Ueland v. Reynolds Metals Co.

Decision Date08 November 1984
Docket NumberNo. 50287-1,50287-1
Citation103 Wn.2d 131,691 P.2d 190
PartiesShelley M. UELAND, as General Guardian for Eric W. Ueland and as Guardian Ad Litem for Kimberly L. Ueland and William Lloyd Ueland, Respondent, v. REYNOLDS METALS COMPANY, a foreign corporation, licensed to do business in the State of Washington, and North Coast Electric Company, a Washington corporation, Petitioners, Pengo Hydra-Pull Corporation, a Texas corporation, and Pengo Industries, a Texas corporation, and Gearhart-Owen Industries, Inc., a Texas corporation, and Gearhart Industries, Inc., a Texas corporation, Defendants.
CourtWashington Supreme Court

Ogden, Ogden & Murphy by Steven Reisler, Seattle, for petitioners.

Kleist, Davis & Arnold, Inc., P.S. by Philip G. Arnold, Seattle, for respondent.

Robert H. Whaley and Bryan P. Harnetiaux, Spokane, Washington Trial Lawyers Ass'n, amici curiae, for respondent.

PEARSON, Justice.

This case requires us to decide whether children have a separate cause of action for loss of parental consortium 1 when a parent is injured through the negligence of another. We hold that, subject to the limitations set forth in this opinion, such actions may be brought in this state.

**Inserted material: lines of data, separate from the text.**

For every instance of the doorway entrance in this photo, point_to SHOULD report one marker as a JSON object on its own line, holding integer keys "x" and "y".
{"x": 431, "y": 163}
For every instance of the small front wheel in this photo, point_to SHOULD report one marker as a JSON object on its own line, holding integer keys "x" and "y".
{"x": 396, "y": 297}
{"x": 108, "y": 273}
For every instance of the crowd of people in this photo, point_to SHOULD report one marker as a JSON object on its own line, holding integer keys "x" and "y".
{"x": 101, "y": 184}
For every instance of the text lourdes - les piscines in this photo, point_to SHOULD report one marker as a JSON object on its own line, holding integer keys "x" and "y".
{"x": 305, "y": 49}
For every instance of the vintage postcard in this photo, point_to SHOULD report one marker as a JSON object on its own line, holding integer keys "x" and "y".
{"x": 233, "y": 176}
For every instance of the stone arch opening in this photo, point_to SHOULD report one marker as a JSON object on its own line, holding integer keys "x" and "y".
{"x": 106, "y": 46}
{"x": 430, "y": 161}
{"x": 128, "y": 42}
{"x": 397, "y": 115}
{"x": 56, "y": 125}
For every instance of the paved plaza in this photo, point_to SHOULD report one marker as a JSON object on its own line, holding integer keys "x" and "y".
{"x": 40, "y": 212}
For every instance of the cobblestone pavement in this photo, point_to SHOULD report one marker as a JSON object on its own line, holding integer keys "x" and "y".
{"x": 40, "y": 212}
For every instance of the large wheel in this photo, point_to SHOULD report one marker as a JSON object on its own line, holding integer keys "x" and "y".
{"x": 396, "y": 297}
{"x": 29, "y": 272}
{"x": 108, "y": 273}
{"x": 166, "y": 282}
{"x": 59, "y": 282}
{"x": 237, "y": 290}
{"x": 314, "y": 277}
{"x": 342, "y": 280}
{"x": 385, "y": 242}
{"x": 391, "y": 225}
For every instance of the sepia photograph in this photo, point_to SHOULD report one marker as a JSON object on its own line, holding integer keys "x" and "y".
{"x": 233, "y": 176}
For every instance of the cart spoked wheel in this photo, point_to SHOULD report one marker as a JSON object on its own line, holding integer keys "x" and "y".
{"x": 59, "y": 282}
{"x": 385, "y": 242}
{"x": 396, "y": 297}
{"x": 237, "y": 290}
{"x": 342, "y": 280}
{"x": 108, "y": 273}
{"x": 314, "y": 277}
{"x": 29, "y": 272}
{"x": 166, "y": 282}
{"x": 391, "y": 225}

Eric Ueland, husband of Shelley Ueland and father of the two minor children, Kimberly and William Ueland, suffered severe and permanent mental and physical disabilities when struck by a metal cable during the course of employment as a lineman for Seattle City Light. The Uelands were separated and seeking a divorce at the time of the accident. The minor children, through their mother as guardian, bring this action for loss of consortium with their father as a result of his injuries. Petitioners Reynolds Metals Company and North Coast Electric Company moved in Superior Court for dismissal of this claim. The motion was denied. A motion for discretionary review of this decision was granted by the Court of Appeals and the case was subsequently transferred to this court for disposition on the merits.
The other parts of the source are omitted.